A proposta de descer ao nível genético para curar o autismo traz uma discussão que vem ganhando corpo nos últimos anos. Para parte da comunidade autista, a ideia é ofensiva por acabar forçando pessoas no espectro a se encaixarem em um padrão neurológico pré-estabelecido pela sociedade – algo que ficou conhecido como neuronormatividade. Em uma sociedade “neurodiversa,” falar em cura abriria precedentes para interferências indesejadas: quem deve ser responsável por decidir se quer tratamento é o próprio autista.

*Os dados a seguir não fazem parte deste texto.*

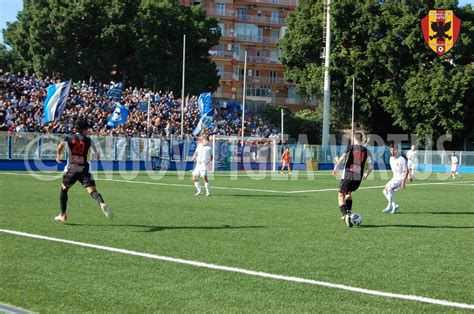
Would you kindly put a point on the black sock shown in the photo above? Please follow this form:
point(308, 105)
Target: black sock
point(95, 195)
point(343, 209)
point(63, 201)
point(349, 205)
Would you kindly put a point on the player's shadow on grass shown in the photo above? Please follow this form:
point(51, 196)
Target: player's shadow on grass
point(258, 195)
point(436, 213)
point(417, 226)
point(161, 228)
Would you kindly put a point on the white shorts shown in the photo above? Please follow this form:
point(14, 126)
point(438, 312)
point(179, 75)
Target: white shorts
point(394, 184)
point(199, 172)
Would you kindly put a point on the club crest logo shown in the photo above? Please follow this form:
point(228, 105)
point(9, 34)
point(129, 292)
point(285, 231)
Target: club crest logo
point(440, 30)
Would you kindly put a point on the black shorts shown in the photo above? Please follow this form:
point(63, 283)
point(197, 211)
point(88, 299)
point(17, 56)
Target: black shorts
point(78, 173)
point(347, 185)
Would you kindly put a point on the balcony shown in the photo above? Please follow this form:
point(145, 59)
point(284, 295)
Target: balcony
point(220, 13)
point(265, 80)
point(258, 59)
point(261, 19)
point(285, 3)
point(257, 39)
point(222, 54)
point(228, 76)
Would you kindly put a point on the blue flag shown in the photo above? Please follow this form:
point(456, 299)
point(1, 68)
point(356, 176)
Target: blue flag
point(204, 103)
point(115, 91)
point(119, 116)
point(206, 121)
point(56, 100)
point(142, 106)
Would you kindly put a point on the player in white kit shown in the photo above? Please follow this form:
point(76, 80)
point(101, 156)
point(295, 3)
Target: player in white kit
point(400, 174)
point(203, 158)
point(454, 166)
point(412, 156)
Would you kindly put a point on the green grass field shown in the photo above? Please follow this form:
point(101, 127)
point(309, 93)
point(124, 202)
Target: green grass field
point(426, 249)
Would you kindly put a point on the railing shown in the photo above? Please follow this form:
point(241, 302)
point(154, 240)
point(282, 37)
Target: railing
point(223, 54)
point(261, 19)
point(257, 39)
point(288, 3)
point(217, 12)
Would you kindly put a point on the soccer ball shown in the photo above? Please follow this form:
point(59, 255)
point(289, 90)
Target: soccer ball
point(356, 219)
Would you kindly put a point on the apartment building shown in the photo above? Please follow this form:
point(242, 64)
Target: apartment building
point(253, 26)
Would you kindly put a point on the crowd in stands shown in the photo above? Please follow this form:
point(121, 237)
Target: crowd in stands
point(21, 110)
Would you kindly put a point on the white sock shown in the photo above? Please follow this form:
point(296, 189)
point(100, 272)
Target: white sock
point(198, 186)
point(389, 196)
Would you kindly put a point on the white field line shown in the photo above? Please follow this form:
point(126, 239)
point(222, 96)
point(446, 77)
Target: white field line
point(254, 190)
point(381, 186)
point(248, 272)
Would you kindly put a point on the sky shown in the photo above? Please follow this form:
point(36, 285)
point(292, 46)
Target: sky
point(9, 9)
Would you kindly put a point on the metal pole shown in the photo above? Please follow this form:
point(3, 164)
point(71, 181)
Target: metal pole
point(182, 88)
point(213, 152)
point(353, 102)
point(148, 127)
point(327, 79)
point(243, 97)
point(282, 130)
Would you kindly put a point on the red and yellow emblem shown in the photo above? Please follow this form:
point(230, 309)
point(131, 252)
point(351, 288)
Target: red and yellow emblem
point(440, 30)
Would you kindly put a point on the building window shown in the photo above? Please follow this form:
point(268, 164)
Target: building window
point(273, 76)
point(220, 8)
point(242, 14)
point(275, 18)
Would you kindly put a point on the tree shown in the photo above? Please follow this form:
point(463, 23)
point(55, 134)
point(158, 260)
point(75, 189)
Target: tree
point(397, 76)
point(140, 41)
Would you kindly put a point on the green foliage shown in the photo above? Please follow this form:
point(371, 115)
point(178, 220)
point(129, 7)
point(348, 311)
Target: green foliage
point(397, 75)
point(139, 40)
point(7, 59)
point(425, 250)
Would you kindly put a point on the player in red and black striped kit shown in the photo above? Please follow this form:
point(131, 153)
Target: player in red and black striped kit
point(77, 169)
point(357, 167)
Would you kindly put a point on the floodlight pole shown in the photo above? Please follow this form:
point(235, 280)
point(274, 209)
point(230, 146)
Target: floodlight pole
point(327, 79)
point(353, 105)
point(182, 88)
point(282, 129)
point(148, 127)
point(243, 97)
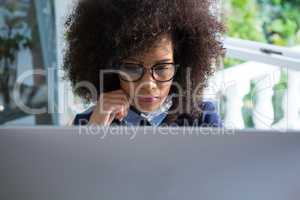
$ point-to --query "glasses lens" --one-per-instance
(130, 71)
(164, 72)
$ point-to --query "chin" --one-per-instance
(147, 108)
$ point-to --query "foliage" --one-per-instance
(269, 21)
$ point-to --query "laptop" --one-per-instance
(134, 163)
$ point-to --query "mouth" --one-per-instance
(148, 99)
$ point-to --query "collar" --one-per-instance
(155, 118)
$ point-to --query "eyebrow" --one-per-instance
(159, 61)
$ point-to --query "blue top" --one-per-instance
(208, 118)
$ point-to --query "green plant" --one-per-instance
(14, 36)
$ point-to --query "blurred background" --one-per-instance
(257, 85)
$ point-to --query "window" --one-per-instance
(258, 85)
(28, 58)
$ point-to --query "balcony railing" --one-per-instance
(233, 88)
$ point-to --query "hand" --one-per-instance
(110, 106)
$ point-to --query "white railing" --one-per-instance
(234, 84)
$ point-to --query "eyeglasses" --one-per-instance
(133, 72)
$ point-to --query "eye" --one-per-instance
(131, 68)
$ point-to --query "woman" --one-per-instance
(144, 62)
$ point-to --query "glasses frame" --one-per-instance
(151, 71)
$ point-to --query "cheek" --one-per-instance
(128, 88)
(165, 89)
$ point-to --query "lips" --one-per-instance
(148, 99)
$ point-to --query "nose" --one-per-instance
(148, 83)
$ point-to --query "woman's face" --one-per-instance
(147, 94)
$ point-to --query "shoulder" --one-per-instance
(210, 116)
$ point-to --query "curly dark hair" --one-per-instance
(100, 32)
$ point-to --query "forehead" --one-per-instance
(161, 49)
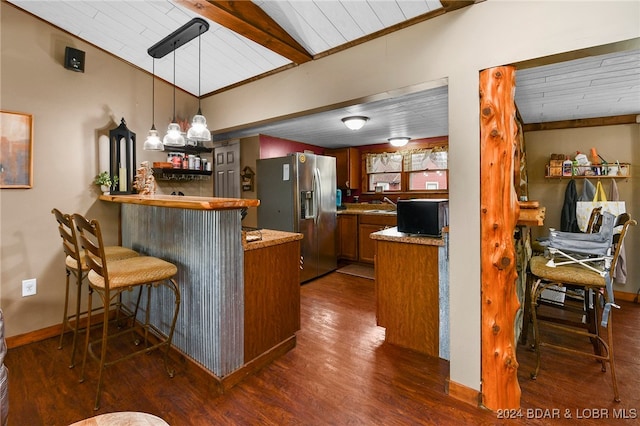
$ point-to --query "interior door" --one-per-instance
(227, 171)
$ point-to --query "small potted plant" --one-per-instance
(105, 181)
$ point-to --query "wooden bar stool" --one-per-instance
(109, 279)
(75, 265)
(590, 281)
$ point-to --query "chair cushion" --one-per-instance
(112, 253)
(134, 271)
(567, 274)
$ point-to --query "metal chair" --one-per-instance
(587, 268)
(109, 279)
(75, 265)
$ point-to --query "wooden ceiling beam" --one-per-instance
(451, 5)
(248, 20)
(583, 122)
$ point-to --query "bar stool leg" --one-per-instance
(65, 316)
(536, 331)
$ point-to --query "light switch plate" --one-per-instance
(28, 287)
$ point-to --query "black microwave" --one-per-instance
(423, 216)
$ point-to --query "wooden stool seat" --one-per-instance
(128, 418)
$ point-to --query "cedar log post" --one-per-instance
(499, 214)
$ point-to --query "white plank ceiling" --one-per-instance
(598, 86)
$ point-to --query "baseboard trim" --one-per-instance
(463, 393)
(53, 331)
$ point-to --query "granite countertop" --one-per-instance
(261, 238)
(182, 202)
(392, 234)
(362, 208)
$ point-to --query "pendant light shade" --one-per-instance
(174, 136)
(153, 142)
(198, 130)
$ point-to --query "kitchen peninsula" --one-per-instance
(240, 304)
(412, 290)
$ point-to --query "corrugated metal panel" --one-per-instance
(206, 247)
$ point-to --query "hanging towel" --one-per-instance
(588, 191)
(620, 273)
(568, 219)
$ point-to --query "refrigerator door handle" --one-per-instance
(317, 191)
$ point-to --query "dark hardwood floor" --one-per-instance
(340, 373)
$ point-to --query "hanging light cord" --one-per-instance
(153, 95)
(174, 81)
(199, 68)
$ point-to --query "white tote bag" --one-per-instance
(584, 208)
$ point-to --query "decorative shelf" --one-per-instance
(588, 177)
(181, 174)
(554, 171)
(188, 149)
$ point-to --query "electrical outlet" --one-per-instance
(28, 287)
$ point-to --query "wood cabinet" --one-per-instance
(407, 295)
(347, 167)
(271, 297)
(369, 223)
(347, 237)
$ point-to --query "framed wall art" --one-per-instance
(16, 150)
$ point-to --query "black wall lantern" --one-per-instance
(122, 158)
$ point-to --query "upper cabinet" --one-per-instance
(347, 167)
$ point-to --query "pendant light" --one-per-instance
(153, 142)
(174, 136)
(198, 130)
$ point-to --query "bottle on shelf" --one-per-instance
(567, 167)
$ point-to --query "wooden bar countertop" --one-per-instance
(392, 234)
(182, 202)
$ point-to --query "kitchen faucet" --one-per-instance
(386, 200)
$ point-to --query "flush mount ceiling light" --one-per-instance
(153, 142)
(355, 122)
(198, 131)
(401, 141)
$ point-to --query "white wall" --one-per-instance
(454, 46)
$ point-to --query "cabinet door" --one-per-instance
(348, 237)
(347, 167)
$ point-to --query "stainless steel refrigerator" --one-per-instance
(298, 194)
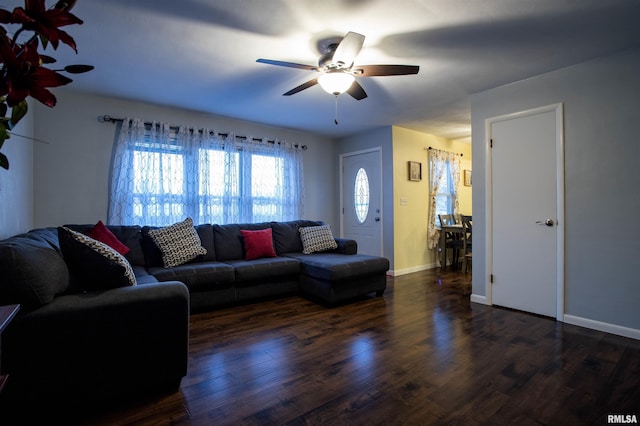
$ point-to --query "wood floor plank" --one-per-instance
(421, 354)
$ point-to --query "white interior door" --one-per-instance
(527, 211)
(362, 200)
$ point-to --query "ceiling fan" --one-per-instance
(337, 70)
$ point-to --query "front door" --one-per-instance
(362, 200)
(527, 211)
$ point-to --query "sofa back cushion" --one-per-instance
(286, 237)
(228, 239)
(153, 256)
(32, 270)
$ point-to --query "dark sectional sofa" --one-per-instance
(87, 345)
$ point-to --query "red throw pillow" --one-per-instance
(258, 244)
(101, 233)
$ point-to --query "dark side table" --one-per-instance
(6, 315)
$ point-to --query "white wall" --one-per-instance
(71, 172)
(602, 171)
(16, 184)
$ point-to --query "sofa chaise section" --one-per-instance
(71, 346)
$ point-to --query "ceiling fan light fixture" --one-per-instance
(336, 82)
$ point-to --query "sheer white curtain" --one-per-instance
(441, 163)
(160, 176)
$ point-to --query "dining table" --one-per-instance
(455, 229)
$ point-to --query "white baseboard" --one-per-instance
(602, 326)
(479, 299)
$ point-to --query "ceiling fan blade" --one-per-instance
(357, 91)
(382, 70)
(287, 64)
(300, 88)
(347, 50)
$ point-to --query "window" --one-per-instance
(444, 176)
(445, 196)
(160, 177)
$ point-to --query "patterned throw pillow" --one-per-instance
(93, 265)
(178, 243)
(317, 238)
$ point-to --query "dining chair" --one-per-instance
(452, 240)
(467, 238)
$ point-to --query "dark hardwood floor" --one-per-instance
(422, 354)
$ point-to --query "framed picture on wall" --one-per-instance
(467, 178)
(415, 171)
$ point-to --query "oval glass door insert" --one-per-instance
(361, 195)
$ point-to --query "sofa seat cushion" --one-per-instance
(338, 267)
(249, 271)
(196, 276)
(143, 276)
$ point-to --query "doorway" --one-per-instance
(361, 188)
(526, 217)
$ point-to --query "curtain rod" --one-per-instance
(461, 155)
(108, 119)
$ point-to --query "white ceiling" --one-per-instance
(201, 54)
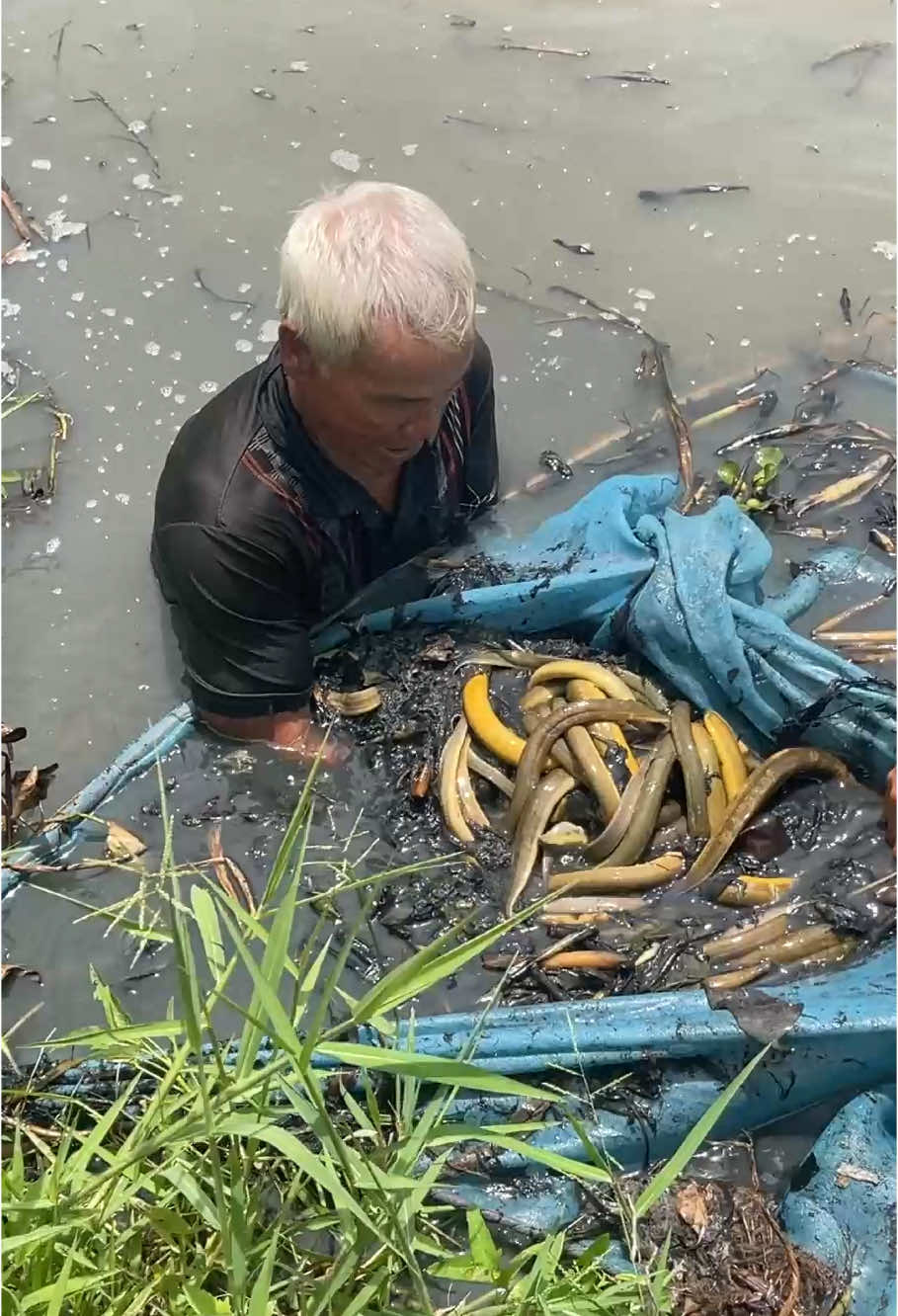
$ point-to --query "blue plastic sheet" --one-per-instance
(628, 573)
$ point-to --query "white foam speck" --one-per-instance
(345, 159)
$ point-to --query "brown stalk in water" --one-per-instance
(228, 871)
(831, 622)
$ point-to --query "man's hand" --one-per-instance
(293, 734)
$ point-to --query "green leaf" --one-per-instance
(430, 1069)
(694, 1138)
(209, 930)
(430, 966)
(483, 1249)
(260, 1302)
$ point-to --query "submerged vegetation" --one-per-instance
(292, 1166)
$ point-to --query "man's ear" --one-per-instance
(295, 357)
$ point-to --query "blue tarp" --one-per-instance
(625, 571)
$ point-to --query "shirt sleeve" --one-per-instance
(236, 613)
(482, 454)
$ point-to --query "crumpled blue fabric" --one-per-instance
(629, 574)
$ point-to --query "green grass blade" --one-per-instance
(694, 1138)
(430, 1069)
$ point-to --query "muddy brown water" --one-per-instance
(131, 345)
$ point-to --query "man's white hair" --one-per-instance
(367, 254)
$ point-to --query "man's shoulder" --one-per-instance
(478, 377)
(206, 454)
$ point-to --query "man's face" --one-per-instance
(382, 405)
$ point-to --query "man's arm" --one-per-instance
(234, 610)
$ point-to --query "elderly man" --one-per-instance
(365, 439)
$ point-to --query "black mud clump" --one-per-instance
(728, 1252)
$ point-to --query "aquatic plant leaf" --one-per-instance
(122, 844)
(672, 1170)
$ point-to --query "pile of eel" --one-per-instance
(597, 729)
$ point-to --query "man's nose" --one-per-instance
(424, 424)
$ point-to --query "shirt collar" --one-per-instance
(331, 491)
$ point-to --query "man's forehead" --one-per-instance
(399, 354)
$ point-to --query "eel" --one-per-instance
(758, 789)
(542, 740)
(635, 876)
(550, 789)
(681, 730)
(732, 765)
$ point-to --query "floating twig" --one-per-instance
(474, 123)
(609, 313)
(574, 248)
(711, 189)
(233, 301)
(122, 123)
(857, 47)
(854, 611)
(681, 433)
(59, 33)
(882, 541)
(542, 50)
(639, 76)
(21, 225)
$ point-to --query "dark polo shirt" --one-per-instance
(258, 538)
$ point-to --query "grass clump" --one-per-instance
(242, 1177)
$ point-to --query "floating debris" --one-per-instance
(711, 189)
(58, 226)
(633, 76)
(554, 463)
(542, 50)
(345, 159)
(576, 248)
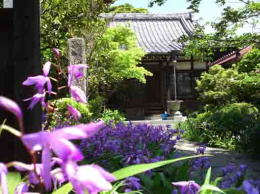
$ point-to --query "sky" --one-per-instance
(209, 10)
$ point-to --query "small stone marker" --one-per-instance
(77, 56)
(8, 4)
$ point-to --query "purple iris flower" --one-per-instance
(11, 106)
(38, 97)
(187, 187)
(74, 112)
(21, 188)
(3, 180)
(40, 80)
(56, 52)
(92, 178)
(75, 72)
(77, 94)
(55, 174)
(249, 188)
(58, 141)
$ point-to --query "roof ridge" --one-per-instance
(147, 16)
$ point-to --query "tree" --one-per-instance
(112, 54)
(116, 58)
(225, 36)
(126, 8)
(63, 19)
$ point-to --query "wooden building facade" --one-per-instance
(157, 35)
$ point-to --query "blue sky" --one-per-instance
(209, 11)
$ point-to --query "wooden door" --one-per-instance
(153, 88)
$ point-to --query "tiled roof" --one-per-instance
(156, 33)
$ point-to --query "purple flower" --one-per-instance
(133, 183)
(58, 141)
(249, 188)
(56, 52)
(3, 181)
(92, 178)
(187, 187)
(74, 112)
(201, 149)
(21, 188)
(55, 174)
(11, 106)
(39, 81)
(38, 97)
(75, 72)
(77, 94)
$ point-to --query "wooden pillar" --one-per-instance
(24, 62)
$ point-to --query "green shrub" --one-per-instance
(234, 126)
(96, 106)
(250, 62)
(61, 115)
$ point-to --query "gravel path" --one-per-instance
(221, 157)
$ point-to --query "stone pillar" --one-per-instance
(77, 55)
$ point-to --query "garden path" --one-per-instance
(221, 157)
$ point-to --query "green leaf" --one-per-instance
(1, 129)
(208, 175)
(65, 189)
(131, 171)
(13, 179)
(208, 187)
(11, 130)
(139, 168)
(217, 180)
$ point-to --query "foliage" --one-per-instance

Muotri explica que a parte mais light do espectro, ao criticar a busca por remédios, ignora o tamanho das dificuldades por que passam os autistas mais graves: “Existem grupos mais radicais de autistas leves que deturparam o conceito da neurodiversidade para um extremo perigoso. A busca por medicamentos é justamente para aqueles que mais precisam”, diz. “A ciência busca a cura, mas a opção do tratamento é uma escolha individual. Isso, para mim, é a neurodiversidade.”
Segundo Viviani Guimarães, vice-presidente do Moab (Movimento Orgulho Autista Brasil) e mãe de Lucas, 18, diagnosticado com autismo, as novas ferramentas da ciência podem melhorar a funcionalidade de pessoas no espectro. “Não procuramos a cura do autismo. Buscamos amenizar alguns sofrimentos que podem aparecer para que os autistas consigam ter mais autonomia”, diz. “Se temos um autista com um comportamento que lhe faz mal, precisamos intervir para que ele possa trocá-lo por outro.”
Nos casos mais severos, afinal, a pessoa não tem como sobreviver sem a presença dos pais ou cuidadores. Os responsáveis precisam lidar com ataques de ansiedade e pânico, sempre ruidosos. Um autista desse tipo não consegue comunicar coisas básicas – como uma dor de dente, por exemplo. Assim, não tem autonomia para decidir se quer ou não ser tratado.
“Autista”, enfim, não é uma palavra. É um mundo. Engloba pessoas que jamais foram diagnosticadas – e talvez morram sem ter conseguido explicar o que sentiam. Pessoas que se orgulham de quem são, e lutam para que seus iguais se orgulhem também. Pessoas que jamais poderão viver de maneira autônoma, e cujos familiares adorariam saber que há uma opção. Cada um desses autistas é produto de uma combinação inédita de centenas de genes – seus cérebros são um quebra-cabeça bioquímico que não havia existido até então, nem existirá novamente. E eles simbolizam uma revolução no jeito de pensar a medicina: um jeito que não levanta um muro entre saudáveis e doentes.